David Rosenberg posts today on unemployment, estimating it going up to 12 – 13%, as measured by U3. It is currently 10.2%. Another rate, more reflective of actual unemployment is U6. It is currently at 17.5%. A third measurement, offered by John Williams at Shadowstats.com, comes in around 22%. (As an aside, Williams is a diligent statistician who has been tracking government statistics for years. He restates them to reflect methodological changes over the years. It is really quite striking the differences between Williams’ figures and “official” statistics in key areas such as unemployment, GDP etc. It is worth taking a look at his site if you are not familiar with it.)

I think Rosenberg will be low in his estimates. He uses the current underemployed and the record-low work week statistic as the basis of his projection. Nothing wrong here. But, in addition to these effects, we have others that will likely come into play. First, the extension of unemployment benefits will produce upward pressure on the unemployment rate as certain people will use the extended benefits to either defer their search or to search harder and longer. Second, I don’t believe the impact of the tax and regulatory framework has been fully comprehended by business. Is healthcare going to pass? In what form? What will this cost per employee? When are taxes going up? Who will bear the brunt of them? These uncertainties have certainly frozen new hiring and investment, but when they become certainties, in whatever form, they will likely have add-on effects. Third, this economy is still going down. It has not yet bottomed.

Here is Rosenberg’s take, solid as usual:

U.S. UNEMPLOYMENT RATE HEADED FOR 12.0-13.0%

There are serious structural issues undermining the U.S. labour market as companies continue to adjust their order books, production schedules and staffing requirements to a semi-permanently impaired credit backdrop. The bottom line is that the level of credit per unit of GDP is going to be much, much lower in the future than has been the case in the last two decades. While we may be getting close to a bottom in terms of employment, the jobless rate is very likely going to be climbing much further in the future due to the secular dynamics within the labour market.

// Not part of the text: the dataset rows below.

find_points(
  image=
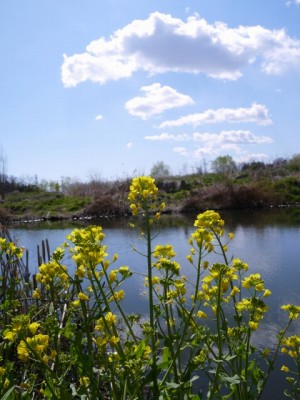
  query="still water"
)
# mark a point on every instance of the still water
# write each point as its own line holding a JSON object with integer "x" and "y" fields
{"x": 268, "y": 240}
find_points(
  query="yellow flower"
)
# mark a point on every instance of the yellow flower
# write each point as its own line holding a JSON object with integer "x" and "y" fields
{"x": 201, "y": 314}
{"x": 114, "y": 340}
{"x": 84, "y": 381}
{"x": 9, "y": 335}
{"x": 284, "y": 368}
{"x": 33, "y": 327}
{"x": 6, "y": 383}
{"x": 234, "y": 291}
{"x": 36, "y": 293}
{"x": 83, "y": 296}
{"x": 253, "y": 325}
{"x": 22, "y": 350}
{"x": 111, "y": 318}
{"x": 267, "y": 293}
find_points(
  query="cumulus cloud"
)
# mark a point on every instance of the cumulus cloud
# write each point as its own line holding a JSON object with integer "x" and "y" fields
{"x": 162, "y": 43}
{"x": 289, "y": 3}
{"x": 156, "y": 100}
{"x": 211, "y": 145}
{"x": 168, "y": 137}
{"x": 222, "y": 139}
{"x": 257, "y": 113}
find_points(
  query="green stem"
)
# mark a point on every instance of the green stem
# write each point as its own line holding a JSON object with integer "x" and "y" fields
{"x": 271, "y": 364}
{"x": 154, "y": 371}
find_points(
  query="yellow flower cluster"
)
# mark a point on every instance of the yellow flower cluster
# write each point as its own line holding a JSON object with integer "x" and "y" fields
{"x": 208, "y": 224}
{"x": 165, "y": 251}
{"x": 53, "y": 272}
{"x": 223, "y": 275}
{"x": 104, "y": 329}
{"x": 18, "y": 326}
{"x": 291, "y": 346}
{"x": 256, "y": 309}
{"x": 256, "y": 282}
{"x": 88, "y": 250}
{"x": 35, "y": 346}
{"x": 10, "y": 248}
{"x": 293, "y": 310}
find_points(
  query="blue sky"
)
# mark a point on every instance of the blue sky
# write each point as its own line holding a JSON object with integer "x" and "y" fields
{"x": 107, "y": 88}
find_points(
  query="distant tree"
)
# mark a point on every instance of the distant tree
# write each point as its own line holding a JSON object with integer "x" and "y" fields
{"x": 294, "y": 163}
{"x": 160, "y": 170}
{"x": 224, "y": 165}
{"x": 3, "y": 173}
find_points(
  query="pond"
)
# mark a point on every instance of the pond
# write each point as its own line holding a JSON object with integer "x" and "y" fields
{"x": 268, "y": 240}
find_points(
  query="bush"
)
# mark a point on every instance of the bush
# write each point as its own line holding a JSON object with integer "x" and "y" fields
{"x": 65, "y": 335}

But in a nutshell, to be calling for a 12.0-13.0% unemployment rate is meaningless except that it is very likely going to be a headline grabber. The most inclusive definition of them all, the U6 measure of the unemployment rate, which includes all forms of unemployed and underemployed, is already at 17.5%. The posted U3 jobless rate that everyone focuses on is at 10.2% (though if it weren’t for the drop in the labour force participation rate, to 65.1% from 66.0% a year ago, the unemployment rate would be testing the post-WWII high of 10.8% right now). The gap between the U6 and the official U3 rate is at a record 7.3 percentage points. Normally this spread is between 3-4 percentage points and ultimately we will see a reversion to the mean, to some unhappy middle where the U6 may be closer to 15.0-16.0% and the posted jobless rate closer to 12%. This will undoubtedly be a major political issue, especially in the context of a mid-term elections and the GOP starting to gain some electoral ground.

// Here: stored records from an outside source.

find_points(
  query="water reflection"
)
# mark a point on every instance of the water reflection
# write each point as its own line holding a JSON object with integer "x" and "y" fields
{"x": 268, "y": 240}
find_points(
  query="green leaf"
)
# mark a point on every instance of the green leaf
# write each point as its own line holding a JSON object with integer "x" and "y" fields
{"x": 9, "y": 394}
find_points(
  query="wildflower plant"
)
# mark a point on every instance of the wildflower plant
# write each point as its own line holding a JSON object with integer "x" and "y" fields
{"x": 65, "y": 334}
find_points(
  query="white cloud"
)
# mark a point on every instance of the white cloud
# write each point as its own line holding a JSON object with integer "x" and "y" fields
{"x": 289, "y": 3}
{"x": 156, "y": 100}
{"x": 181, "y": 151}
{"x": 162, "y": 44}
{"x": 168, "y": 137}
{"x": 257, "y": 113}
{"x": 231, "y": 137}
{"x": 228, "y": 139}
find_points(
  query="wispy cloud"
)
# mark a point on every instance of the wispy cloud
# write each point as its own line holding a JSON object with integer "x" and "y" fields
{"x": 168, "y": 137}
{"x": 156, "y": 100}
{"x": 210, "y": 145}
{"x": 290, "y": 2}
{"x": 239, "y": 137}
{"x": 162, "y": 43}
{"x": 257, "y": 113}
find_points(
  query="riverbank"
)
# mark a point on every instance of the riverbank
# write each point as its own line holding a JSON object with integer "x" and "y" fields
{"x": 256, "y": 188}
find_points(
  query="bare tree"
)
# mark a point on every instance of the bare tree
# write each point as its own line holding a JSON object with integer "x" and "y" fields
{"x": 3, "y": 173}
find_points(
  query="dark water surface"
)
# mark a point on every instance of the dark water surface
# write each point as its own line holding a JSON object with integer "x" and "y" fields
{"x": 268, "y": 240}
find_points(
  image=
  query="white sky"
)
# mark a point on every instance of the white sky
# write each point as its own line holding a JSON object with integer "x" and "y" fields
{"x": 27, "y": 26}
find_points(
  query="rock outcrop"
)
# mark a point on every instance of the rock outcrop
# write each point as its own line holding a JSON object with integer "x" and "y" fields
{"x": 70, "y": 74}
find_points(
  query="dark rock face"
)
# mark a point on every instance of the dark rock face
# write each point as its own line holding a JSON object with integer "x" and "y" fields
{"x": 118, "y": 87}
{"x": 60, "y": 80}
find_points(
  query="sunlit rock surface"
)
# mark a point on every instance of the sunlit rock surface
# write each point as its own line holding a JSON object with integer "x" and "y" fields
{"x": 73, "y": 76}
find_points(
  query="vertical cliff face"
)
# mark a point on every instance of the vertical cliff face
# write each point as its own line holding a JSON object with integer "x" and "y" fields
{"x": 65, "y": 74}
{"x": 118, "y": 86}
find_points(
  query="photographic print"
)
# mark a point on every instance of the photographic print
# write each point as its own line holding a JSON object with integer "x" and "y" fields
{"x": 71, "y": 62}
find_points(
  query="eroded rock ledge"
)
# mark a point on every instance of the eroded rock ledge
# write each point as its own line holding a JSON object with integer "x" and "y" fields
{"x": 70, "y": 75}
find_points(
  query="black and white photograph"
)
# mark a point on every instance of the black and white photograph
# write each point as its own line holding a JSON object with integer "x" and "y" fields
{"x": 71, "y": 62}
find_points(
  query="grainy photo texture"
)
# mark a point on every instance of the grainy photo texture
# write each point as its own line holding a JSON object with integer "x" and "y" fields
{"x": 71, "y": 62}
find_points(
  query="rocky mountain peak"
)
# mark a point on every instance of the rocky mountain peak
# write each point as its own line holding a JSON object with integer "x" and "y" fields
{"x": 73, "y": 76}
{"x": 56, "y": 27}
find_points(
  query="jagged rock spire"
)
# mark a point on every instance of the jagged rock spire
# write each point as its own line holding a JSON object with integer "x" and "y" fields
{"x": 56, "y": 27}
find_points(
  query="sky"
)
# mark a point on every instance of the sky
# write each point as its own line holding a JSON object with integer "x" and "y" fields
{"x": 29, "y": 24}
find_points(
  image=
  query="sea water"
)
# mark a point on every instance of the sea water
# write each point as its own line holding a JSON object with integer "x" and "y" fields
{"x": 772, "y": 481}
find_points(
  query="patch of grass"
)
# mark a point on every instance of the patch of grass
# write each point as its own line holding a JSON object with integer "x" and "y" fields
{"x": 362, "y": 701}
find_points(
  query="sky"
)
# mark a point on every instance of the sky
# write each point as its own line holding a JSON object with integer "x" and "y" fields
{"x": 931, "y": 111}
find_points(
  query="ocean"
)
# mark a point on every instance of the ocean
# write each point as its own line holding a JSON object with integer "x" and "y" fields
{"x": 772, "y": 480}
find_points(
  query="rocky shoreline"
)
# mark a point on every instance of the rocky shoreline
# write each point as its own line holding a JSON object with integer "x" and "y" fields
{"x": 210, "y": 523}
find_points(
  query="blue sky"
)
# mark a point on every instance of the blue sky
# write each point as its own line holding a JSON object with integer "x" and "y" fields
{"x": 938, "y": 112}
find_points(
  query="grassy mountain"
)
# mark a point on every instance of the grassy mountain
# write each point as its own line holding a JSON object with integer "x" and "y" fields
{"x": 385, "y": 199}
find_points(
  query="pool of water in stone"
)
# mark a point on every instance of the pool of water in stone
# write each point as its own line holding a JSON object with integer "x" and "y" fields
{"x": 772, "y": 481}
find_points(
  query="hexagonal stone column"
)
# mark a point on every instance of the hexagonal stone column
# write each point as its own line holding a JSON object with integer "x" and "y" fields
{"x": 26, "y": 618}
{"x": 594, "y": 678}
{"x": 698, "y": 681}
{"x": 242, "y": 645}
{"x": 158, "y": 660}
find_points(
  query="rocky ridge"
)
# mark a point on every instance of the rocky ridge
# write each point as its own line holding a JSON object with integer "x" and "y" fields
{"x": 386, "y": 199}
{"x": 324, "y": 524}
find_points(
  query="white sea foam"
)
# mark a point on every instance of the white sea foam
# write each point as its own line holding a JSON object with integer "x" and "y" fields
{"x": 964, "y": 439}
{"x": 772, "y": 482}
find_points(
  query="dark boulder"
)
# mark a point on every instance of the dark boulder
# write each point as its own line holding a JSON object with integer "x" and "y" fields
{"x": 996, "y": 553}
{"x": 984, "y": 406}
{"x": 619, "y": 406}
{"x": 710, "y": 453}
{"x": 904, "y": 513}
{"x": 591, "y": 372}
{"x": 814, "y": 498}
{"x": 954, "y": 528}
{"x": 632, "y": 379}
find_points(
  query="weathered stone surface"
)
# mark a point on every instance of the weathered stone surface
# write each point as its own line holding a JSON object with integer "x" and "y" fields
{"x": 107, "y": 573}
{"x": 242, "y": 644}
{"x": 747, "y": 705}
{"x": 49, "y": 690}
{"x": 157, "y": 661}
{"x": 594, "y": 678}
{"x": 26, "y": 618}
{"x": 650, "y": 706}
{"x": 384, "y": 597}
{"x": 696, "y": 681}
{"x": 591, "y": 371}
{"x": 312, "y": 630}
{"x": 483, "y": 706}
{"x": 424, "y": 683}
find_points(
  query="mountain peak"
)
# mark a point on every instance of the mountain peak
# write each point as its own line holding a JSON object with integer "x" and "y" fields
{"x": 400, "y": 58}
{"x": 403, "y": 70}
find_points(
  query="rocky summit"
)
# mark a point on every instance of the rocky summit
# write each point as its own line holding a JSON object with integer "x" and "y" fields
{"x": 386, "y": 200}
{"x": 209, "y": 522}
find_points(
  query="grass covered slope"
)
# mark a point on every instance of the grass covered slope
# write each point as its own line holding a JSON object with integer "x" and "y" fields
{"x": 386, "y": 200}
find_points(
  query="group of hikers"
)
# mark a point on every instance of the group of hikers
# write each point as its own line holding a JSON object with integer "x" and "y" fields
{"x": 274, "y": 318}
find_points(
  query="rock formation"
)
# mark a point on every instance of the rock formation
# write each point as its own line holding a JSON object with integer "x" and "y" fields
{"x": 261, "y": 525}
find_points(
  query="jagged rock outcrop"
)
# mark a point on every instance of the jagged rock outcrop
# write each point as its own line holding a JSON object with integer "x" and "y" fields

Think about it. We haven’t yet hit bottom on employment but that will happen at some point. Employment is not going to zero, of that we can assure you. But when we do start to see the economic clouds part in a more decisive fashion, what are employers likely to do first? Well, naturally they will begin to boost the workweek and just getting back to pre-recession levels would be the same as hiring more than two million people. Then there are the record number of people who got furloughed into part-time work and again, they total over nine million, and these folks are not counted as unemployed even if they are working considerably fewer days than they were before the credit crunch began.

So the business sector has a vast pool of resources to draw from before they start tapping into the ranks of the unemployed or the typical 100,000-125,000 new entrants into the labour force when the economy turns the corner. Hence the unemployment rate is going to very likely be making new highs long after the recession is over — perhaps even years.